Interview: Heather Nova über Yoga und die eigene Stimme

Mit kraftvoller Stimme und sensibler Lyrik singt Heather Nova seit über 20 Jahren über das Leben, Beziehungen und einsame Inseln. Jetzt geht sie mit den Songs ihres Breakthrough-Albums „Oyster“ von 1994 auf Tour. Während des Interviews mit YOGA JOURNAL knabbert die Urenkelin eines Piraten aus Bermuda an einer Karotte mit frischem Grün und spricht über ihre Verwurzelung in Musik, der Natur und Yoga.

Ich genieße meine Verletzlichkeit

„Die Übung des Yoga gibt ein entscheidendes Gefühl für Maß und Proportion. Auf unseren Körper bezogen, bedeutet dies, dass wir unser wichtigstes Instrument zu spielen und die größte Resonanz und Harmonie daraus zu ziehen lernen“, schreibt der berühmte Musiker Yehudi Menuhin im Vorwort zu B.K.S. Iyengars „Licht auf Yoga“. Heather, wie lautet hier deine Erfahrung?

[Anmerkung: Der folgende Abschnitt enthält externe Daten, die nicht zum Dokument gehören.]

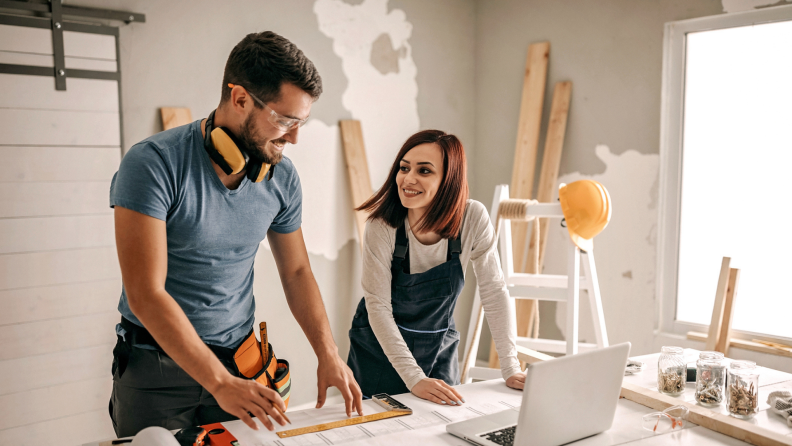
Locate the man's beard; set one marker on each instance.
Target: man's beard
(254, 147)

Ja, der Körper ist unser wichtigstes Instrument. Ich glaube, dass jeder Mensch singen sollte, aber seltsamerweise denken in unserer Kultur viele, dass sie nicht singen können. Ich weiss nicht, woher diese diese Selbstkritik stimmt, vielleicht hat man uns in unserer Kindheit vom Singen abgehalten. Ich finde eine schöne Stimme überhaupt nicht wichtig – siehe Bob Dylan! Es zählt, die eigene Stimme zu finden. Es geht um Individualität, um die Freude, unter der Dusche oder in der Natur einfach loszusingen. Diese Vibration im Körper kann so vieles bewirken: Entspannung, Befreiung, Heilung…

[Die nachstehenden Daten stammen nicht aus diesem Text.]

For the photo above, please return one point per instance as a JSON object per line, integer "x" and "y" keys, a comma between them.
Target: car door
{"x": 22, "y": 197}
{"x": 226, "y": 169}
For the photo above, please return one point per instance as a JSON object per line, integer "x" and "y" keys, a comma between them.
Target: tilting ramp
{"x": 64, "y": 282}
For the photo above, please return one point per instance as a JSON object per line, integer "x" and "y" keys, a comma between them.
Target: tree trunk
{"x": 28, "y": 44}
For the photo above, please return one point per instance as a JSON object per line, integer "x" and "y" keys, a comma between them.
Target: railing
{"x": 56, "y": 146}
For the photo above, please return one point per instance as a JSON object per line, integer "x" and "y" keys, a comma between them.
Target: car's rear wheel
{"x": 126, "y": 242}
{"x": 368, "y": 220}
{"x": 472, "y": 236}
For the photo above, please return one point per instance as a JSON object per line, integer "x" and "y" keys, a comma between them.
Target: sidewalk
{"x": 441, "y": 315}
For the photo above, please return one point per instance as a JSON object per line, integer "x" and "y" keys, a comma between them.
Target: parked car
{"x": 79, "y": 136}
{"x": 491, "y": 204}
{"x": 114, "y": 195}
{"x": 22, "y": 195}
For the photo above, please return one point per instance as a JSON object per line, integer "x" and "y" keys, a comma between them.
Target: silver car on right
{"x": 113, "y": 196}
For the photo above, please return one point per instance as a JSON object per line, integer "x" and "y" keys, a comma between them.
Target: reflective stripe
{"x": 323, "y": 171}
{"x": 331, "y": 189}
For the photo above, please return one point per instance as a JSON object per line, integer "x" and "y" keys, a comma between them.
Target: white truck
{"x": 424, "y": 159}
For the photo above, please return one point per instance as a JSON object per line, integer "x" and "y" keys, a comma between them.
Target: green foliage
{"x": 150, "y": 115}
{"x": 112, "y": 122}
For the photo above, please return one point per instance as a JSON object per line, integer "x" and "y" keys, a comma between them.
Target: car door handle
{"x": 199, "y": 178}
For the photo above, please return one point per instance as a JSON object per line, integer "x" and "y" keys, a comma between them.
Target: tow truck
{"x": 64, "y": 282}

Vorbildlicher als mit dieser Karotte in der Hand hättest du nicht zum YOGA JOURNAL-Interview erscheinen können.

Genau, der erste Eindruck ist wichtig, nur deshalb habe ich eine rohe Bio-Karotte mitgebracht (lacht). Gerade auf Tour ist mir gesunde Ernährung sehr wichtig. Unser Caterer ist Raw Food-Spezialist.

Auf einer mehrmonatigen Welttournee wie dieser ändert sich der Rhythmus des Lebens gewaltig. Wie wirkt sich das auf deine eigenen Gewohnheiten aus?

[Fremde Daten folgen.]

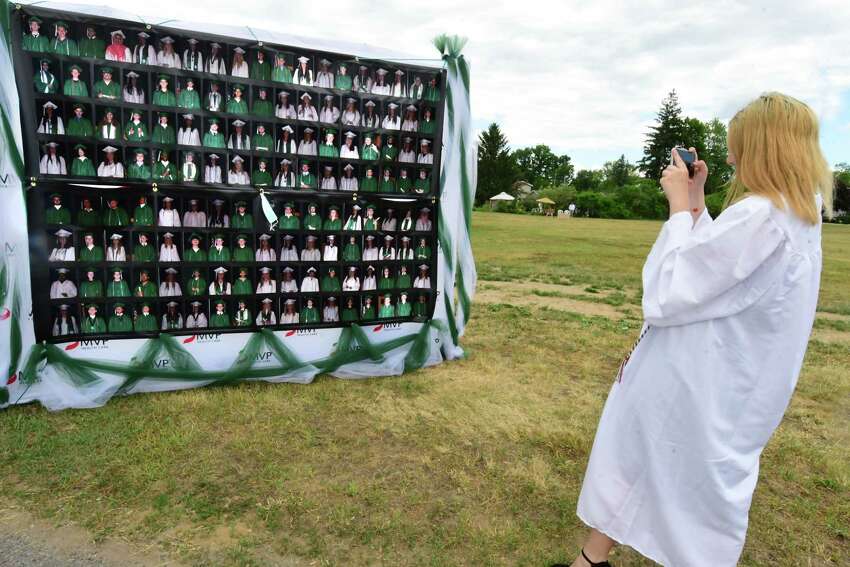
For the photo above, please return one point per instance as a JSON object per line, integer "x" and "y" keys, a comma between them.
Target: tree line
{"x": 620, "y": 189}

Wenn ich viel in Restaurants gehe und insgesamt „fremdversorgt“ bin, werde ich beim Essen supervorsichtig. Das Wichtigste ist, Zucker zu vermeiden – für mich das größte Übel überhaupt, besonders Glucose-Fructose-Sirup, der in den USA in fast allen Lebensmitteln enthalten ist und fast alle Körperfunktionen beeinträchtigt. Seit ich meinen Zuckerkonsum drastisch reduziert habe, habe ich ein viel besseres Immunsystem.

Siehst du dich dennoch als Genießerin?

Letztlich geht es mir um Gesundheit und das richtige Maß. Ich gebe zu: Neben Musik ist Ernährung meine zweite Leidenschaft. Mich fasziniert, wie der Körper sich selbst heilen kann, wenn man ihn angemessen versorgt.

Geht es hier wie in der Musik um eine harmonische Balance, in der Höhen und Tiefen ihren Platz haben?

Ja, dazu noch um die richtige Schwingung und Energie. Unser Körper vibriert unaufhörlich auf einer gewissen Frequenz. Mit der entsprechenden äußeren „Musik“ und der richtigen Ernährung kann er diese Schwingung halten. Störfaktoren wie Zucker und Einseitigkeit – darunter kann auch zu viel Gemüse fallen – bringen diese Schwingung zum Erliegen. Ich persönlich versuche, diesem Thema mit Wahrhaftigkeit und Integrität zu begegnen. „Gesund“ ist für mich ein Bewusstsein für die Herkunft und den Weg der Nahrung, bevor sie bei mir eintrifft. Wahrhaftigkeit ist auch mein Anspruch bei der Musik. Das ist nicht immer leicht, denn es gibt viele Abkürzungen, die sehr verlockend sein können.

Hier stellt sich wie so oft im Leben – und der Kunst – die Frage nach der Konsequenz.

Ich empfinde mich keinesfalls als perfekt und erhebe keinen Anspruch darauf. Eigentlich ist es mein Ziel, niemals perfekt zu sein.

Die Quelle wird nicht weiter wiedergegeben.